The first two types of souls require some of Soma's magic points as he uses their respective abilities, but magic points can readily be restored by collecting hearts that appear when you break objects in the environment. Between all the different weapons and souls you can find, there's really a lot you can do to change the way Soma acts in battle. It can be fun to try to think of powerful, new combinations of weapons and souls, especially if you're trying to come up with the best way to defeat one of the game's tough boss monsters.
The Castlevania formula is well worn by now, but Aria of Sorrow is about as fun as these games have ever been.

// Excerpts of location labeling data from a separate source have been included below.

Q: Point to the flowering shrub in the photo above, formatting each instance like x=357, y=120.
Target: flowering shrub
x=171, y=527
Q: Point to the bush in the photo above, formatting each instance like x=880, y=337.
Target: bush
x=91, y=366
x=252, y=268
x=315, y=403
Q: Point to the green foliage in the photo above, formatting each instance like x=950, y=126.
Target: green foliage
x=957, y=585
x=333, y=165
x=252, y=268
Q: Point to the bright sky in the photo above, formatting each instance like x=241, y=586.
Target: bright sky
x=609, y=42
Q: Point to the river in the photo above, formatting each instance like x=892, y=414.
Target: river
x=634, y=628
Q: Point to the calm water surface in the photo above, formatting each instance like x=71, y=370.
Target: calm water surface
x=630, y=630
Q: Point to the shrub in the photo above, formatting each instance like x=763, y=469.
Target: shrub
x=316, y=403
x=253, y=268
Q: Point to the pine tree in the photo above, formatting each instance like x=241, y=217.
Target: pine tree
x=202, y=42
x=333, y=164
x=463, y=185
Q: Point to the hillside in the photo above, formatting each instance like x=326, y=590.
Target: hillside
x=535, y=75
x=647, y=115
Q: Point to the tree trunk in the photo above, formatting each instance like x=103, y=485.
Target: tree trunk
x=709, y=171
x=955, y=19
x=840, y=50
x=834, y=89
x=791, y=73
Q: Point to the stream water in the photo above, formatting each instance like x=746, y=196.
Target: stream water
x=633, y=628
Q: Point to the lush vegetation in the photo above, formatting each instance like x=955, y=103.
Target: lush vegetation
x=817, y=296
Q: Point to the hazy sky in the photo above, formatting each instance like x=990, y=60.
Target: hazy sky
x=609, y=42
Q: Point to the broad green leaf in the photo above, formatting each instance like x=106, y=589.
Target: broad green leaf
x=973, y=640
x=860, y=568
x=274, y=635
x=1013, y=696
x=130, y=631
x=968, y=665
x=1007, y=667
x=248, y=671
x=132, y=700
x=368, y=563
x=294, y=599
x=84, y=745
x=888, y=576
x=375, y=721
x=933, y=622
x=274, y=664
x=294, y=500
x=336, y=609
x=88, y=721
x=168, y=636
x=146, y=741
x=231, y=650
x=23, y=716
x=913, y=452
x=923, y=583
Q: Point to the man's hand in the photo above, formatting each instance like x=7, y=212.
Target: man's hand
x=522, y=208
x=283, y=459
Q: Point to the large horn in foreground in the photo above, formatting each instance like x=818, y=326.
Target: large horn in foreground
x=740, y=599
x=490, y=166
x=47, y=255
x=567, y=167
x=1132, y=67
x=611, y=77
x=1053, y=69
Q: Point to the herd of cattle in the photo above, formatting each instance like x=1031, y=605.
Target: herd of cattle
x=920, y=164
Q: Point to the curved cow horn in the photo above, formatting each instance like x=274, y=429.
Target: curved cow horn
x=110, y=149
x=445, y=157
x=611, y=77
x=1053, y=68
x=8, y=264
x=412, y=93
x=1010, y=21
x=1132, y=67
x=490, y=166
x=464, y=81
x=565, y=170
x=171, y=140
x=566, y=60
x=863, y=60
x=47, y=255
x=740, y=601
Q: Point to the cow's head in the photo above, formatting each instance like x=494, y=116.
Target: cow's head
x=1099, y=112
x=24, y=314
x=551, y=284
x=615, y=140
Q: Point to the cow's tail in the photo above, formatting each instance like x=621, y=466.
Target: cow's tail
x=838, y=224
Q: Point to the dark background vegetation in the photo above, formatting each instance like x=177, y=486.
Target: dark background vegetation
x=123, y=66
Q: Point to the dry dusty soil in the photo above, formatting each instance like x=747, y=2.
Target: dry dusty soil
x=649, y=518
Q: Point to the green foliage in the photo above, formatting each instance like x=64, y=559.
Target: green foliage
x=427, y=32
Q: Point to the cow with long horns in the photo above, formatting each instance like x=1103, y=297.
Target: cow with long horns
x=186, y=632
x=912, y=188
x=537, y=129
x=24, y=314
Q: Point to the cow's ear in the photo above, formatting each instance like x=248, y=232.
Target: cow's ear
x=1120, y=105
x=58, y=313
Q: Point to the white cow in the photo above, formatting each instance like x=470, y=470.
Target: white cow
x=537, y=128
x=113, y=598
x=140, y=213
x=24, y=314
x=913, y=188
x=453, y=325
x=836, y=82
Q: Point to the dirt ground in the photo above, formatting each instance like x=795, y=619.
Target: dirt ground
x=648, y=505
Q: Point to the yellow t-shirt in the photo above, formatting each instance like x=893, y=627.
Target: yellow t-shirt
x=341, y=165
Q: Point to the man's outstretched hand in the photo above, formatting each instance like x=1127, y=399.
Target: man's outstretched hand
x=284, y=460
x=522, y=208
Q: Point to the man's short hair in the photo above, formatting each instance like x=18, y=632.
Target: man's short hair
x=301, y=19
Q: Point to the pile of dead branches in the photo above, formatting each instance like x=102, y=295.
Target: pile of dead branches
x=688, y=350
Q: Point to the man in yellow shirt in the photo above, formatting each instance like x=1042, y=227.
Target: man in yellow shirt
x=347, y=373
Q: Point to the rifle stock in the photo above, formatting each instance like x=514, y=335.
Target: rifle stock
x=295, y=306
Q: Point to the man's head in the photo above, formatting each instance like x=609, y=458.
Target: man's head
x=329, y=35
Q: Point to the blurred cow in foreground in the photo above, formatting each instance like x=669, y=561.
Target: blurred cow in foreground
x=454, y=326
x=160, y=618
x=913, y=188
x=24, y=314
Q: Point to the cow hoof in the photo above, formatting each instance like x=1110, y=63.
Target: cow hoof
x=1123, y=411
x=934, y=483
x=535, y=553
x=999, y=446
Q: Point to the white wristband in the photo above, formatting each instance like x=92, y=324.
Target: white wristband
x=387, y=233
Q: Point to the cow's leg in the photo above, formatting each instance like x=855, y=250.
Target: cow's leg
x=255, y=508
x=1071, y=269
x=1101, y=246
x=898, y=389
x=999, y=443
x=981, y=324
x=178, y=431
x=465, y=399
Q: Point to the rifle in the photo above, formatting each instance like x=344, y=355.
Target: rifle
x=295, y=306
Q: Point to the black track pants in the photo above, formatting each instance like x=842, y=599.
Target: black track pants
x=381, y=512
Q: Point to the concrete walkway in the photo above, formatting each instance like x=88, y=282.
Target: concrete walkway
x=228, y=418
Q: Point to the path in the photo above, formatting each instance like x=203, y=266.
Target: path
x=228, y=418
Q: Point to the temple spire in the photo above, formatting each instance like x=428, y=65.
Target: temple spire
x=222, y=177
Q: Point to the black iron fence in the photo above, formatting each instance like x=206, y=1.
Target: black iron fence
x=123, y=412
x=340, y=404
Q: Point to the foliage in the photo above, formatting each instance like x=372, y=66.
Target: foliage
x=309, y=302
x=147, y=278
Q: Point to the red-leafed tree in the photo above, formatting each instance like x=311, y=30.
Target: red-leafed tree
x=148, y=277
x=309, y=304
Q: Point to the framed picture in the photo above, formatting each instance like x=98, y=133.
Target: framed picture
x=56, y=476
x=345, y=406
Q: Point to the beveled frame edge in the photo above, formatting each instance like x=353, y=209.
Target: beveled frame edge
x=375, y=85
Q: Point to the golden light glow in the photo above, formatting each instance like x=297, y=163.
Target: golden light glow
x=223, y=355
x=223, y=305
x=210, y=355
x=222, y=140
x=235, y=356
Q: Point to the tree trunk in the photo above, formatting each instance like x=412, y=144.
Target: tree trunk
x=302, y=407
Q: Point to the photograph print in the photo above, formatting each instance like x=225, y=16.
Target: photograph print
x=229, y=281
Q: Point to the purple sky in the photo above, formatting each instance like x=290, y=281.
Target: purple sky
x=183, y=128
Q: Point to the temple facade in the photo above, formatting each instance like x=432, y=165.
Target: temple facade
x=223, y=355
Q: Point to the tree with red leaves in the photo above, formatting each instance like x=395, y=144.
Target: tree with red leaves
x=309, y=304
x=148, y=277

Besides his weapons and soul-stealing abilities, Soma has the standard Castlevania hero abilities to run and jump, but sure enough he gains additional powers that soon allow him to double-jump, slide-tackle, and even fly. With all those different powers at your disposal, you might be a bit disappointed to find that Dracula's castle is actually pretty straightforward and doesn't give you too much opportunity to really get the most out of all this stuff. Aria of Sorrow isn't a very long game, weighing in at about 10 hours until the final confrontation, and most of the environments are just long hallways filled with monsters. You'll hit the occasional dead end in the form of a chasm that's too wide for you to jump across, or something to that effect, and will later return with new powers that allow you to get to the other side. Sometimes it can be difficult to remember where you're supposed to go next. You have convenient access to a map of all the regions you've explored, but it doesn't do much to tell you where to go next. So you'll wander around until you figure it out. Soma gains experience levels as he defeats enemies and eventually becomes practically unstoppable, so there's little challenge in backtracking through the castle.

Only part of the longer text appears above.